Snowpiercer is a dark, but powerfully told story. It’s very easy to draw parallels between Lob’s Snowpiercer and Brave New World. Like Huxley’s masterpiece, the power of Snowpiercer doesn’t lie in the fanciful, futuristic technologies or the looming dangers the characters face, but rather in the psychological nuances that gradually unfold as the author examines the politics and implications of human nature at its worst. Both stories are superficially simple tales layered with allegorical commentaries built atop ridiculous premises – genetically engineered classes and a world contained within a train. However, both stories starkly lay bare the social implications of real world issues in a manner that encourages re-reading.

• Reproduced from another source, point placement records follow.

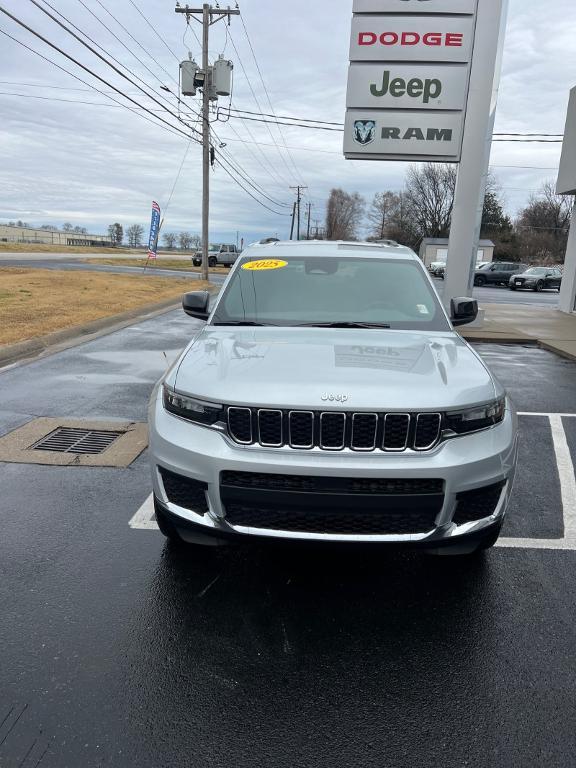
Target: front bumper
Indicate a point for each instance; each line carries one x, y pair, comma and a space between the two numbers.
463, 464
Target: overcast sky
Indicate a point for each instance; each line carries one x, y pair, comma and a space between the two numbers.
93, 164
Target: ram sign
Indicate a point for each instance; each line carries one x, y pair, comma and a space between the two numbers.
408, 79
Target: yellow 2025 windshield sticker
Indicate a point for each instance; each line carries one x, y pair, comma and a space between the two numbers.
262, 264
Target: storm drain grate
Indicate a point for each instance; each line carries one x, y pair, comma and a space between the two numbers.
85, 441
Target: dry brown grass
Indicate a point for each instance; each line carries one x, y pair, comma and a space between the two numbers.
162, 262
45, 248
34, 302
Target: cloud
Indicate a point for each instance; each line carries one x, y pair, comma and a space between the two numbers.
92, 165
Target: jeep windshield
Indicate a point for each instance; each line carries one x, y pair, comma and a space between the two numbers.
340, 291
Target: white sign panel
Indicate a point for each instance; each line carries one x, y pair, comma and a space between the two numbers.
408, 86
415, 6
378, 134
567, 176
412, 38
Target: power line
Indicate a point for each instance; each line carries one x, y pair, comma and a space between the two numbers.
282, 157
286, 117
153, 28
170, 128
268, 95
115, 36
131, 36
244, 176
95, 52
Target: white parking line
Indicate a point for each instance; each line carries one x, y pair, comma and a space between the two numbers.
144, 518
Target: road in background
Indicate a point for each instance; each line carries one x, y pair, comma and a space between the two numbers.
492, 295
82, 266
120, 650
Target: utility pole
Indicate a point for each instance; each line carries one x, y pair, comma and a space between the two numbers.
210, 16
298, 200
293, 218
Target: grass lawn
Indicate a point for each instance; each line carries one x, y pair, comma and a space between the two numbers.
34, 302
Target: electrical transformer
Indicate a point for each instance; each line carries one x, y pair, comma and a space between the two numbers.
222, 76
188, 70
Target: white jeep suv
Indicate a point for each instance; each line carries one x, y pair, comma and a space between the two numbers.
328, 398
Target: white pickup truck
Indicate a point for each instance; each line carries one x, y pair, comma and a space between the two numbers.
219, 254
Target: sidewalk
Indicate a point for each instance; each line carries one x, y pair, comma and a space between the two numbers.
517, 324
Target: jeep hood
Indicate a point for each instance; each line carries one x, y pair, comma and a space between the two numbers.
315, 368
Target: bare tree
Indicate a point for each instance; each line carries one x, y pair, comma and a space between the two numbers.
185, 240
383, 209
343, 215
116, 234
543, 226
430, 197
169, 239
135, 233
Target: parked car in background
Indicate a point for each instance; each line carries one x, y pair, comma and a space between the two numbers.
537, 279
498, 272
437, 268
219, 254
440, 268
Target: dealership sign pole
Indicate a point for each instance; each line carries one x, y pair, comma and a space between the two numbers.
422, 87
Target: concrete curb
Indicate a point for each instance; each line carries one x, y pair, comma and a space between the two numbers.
80, 334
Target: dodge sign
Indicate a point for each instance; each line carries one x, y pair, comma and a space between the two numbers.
409, 78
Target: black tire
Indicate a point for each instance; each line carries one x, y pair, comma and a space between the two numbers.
165, 525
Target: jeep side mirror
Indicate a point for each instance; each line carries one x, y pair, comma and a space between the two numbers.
196, 303
463, 311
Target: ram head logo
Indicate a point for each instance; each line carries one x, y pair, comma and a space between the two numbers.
364, 131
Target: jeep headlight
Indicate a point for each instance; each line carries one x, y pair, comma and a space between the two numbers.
191, 408
479, 417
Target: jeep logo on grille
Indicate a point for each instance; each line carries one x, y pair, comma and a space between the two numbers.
327, 396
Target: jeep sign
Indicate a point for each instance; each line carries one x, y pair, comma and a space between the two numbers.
415, 6
408, 79
407, 86
408, 135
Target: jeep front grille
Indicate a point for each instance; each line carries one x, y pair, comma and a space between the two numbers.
334, 430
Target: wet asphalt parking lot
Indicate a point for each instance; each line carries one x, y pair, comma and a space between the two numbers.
121, 650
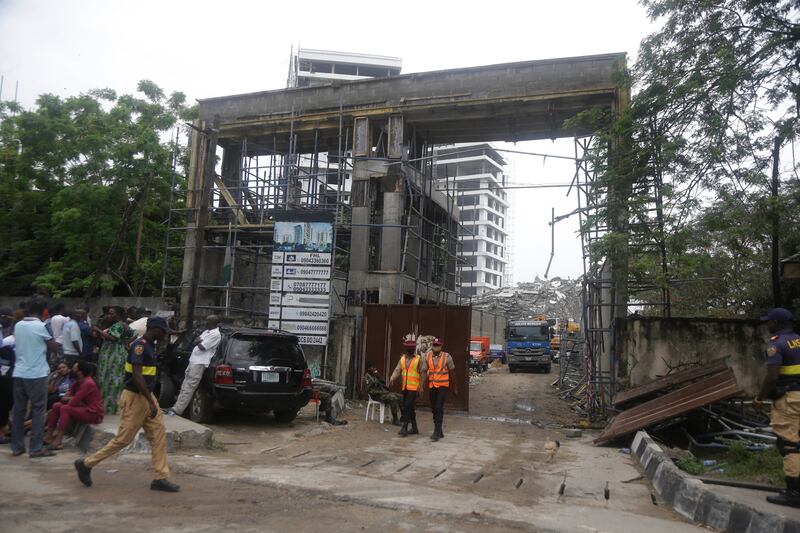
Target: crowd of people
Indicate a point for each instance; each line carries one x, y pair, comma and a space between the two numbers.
83, 370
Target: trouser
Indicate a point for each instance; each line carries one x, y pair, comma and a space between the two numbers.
785, 420
35, 392
62, 414
6, 399
134, 415
392, 399
438, 395
191, 379
410, 407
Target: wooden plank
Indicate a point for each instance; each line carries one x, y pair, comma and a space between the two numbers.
717, 387
670, 381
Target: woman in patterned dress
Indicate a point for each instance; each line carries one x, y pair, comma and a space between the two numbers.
112, 357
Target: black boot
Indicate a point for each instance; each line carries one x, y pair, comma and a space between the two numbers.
789, 498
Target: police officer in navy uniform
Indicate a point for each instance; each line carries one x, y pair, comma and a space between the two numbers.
782, 386
139, 410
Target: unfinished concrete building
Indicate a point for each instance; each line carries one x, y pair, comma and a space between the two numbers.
397, 238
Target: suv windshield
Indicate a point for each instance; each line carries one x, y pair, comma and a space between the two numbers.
528, 333
255, 349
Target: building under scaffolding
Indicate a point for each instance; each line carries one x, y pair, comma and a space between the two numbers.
362, 154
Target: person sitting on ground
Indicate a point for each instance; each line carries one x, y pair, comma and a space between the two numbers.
59, 383
83, 405
379, 392
204, 347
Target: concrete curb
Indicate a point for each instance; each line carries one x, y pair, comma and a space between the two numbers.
697, 501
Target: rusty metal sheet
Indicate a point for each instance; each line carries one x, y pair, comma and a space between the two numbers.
642, 392
717, 387
385, 326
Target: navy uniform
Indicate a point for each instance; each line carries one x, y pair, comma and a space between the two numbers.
135, 411
783, 352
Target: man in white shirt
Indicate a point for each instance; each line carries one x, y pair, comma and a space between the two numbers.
71, 339
205, 346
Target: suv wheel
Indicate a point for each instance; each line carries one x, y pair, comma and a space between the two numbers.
201, 409
285, 416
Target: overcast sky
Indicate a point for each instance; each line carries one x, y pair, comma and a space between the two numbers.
209, 49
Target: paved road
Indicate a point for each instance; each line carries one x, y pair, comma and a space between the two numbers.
360, 476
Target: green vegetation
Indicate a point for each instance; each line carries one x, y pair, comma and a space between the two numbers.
715, 91
738, 463
84, 191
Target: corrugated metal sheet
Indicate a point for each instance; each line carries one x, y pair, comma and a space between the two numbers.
385, 326
669, 382
712, 389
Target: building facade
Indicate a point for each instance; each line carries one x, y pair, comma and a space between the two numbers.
476, 173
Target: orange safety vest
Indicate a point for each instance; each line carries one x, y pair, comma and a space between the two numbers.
438, 377
410, 373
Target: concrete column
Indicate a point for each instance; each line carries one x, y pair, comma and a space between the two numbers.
391, 234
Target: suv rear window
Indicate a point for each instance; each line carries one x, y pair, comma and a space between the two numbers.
254, 349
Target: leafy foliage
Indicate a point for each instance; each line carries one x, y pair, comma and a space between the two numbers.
68, 168
713, 89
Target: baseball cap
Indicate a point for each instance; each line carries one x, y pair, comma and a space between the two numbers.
779, 314
158, 322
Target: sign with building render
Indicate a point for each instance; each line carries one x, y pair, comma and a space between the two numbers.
300, 287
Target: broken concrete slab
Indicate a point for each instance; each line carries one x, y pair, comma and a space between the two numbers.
182, 434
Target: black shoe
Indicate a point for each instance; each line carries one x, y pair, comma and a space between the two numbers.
84, 472
165, 485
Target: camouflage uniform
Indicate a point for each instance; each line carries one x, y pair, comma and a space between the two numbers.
378, 391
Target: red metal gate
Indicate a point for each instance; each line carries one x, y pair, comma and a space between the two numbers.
384, 328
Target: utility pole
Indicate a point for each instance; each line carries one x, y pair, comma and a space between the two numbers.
776, 273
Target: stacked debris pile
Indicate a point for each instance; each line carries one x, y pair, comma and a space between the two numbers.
696, 408
557, 298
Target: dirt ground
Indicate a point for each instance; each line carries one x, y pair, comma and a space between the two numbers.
489, 473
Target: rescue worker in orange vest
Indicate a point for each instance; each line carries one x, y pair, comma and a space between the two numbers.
441, 376
412, 369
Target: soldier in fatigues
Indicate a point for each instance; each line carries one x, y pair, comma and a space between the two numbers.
379, 391
782, 386
412, 367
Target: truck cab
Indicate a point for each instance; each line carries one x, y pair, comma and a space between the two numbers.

In spite of its heavy subject matter, Lob never strays into the melodramatic and his character’s dialog never crosses the line into “preachy” territory. Jacques Lob’s script (translated by Virginie Selavy) reads very naturally, completely free of the hyberbole of a typical American action comics. However, it also never slows down. From the first page, which depicts Proloff’s brutal beating at the hands of a soldier, Snowpiercer’s pacing is frenetic, ratcheting up the tension with each passing page and train car. The pacing is so swift, and the tension so constant, that it’s difficult to image not reading this comic in a single-sitting.
If the story has a weak point, it’s that the fast pace of the story allows very few chances for character development. Proloff remains an enigma, by accident or design, from the opening page to the conclusion. Adeline, meanwhile, remains true to her one-dimensional role as a naïve human rights activist throughout the story. These characterizations, however, do not diminish the compelling nature of the story, but rather serve to emphasize the allegorical nature of the telling.
The artwork of Snowpiercer is perfectly in step with the story’s subject matter. Drawn in black and white, the artwork is stunning. Jean-Marc Rochette skillfully portrays the horrors of the train, from the ghettos of the tail section to the debauchery of a social class with a stark efficiency that renders the subject matter simultaneously absurd and grotesque. At times, his characters verge on caricatures, even as they march through increasingly claustrophobic environs, facing increasingly horrific revelations. The artwork is expressive, gritty, and perfectly representative of the era in which it was drawn. The line work of this comic could only have been drawn in the eighties, and that’s a large part of its charm. Rochette’s work is evocative of American classics of the eighties, such as Dave Gibbons’ work on Watchmen, David Lloyd’s work on V for Vendetta, and Frank Miller’s work on Sin City. And coming from a fan of those masters, that’s high praise, indeed.
All things considered, Snowpiercer is a page turner that comic and science fiction fans alike will find to be an engrossing read.
The film will almost certainly be the must-see films of 2014, and there’s a good chance that it will be considered a science fiction classic, but like other comic adaptations that came before it, such as Sin City and Watchmen, the film adaptation is unlikely to match the sheer narrative power of its source material. So, order your copy now and tuck it away until after you’ve seen the film, lest you be the nerd who (once again) emerges from the theater bitterly disappointed.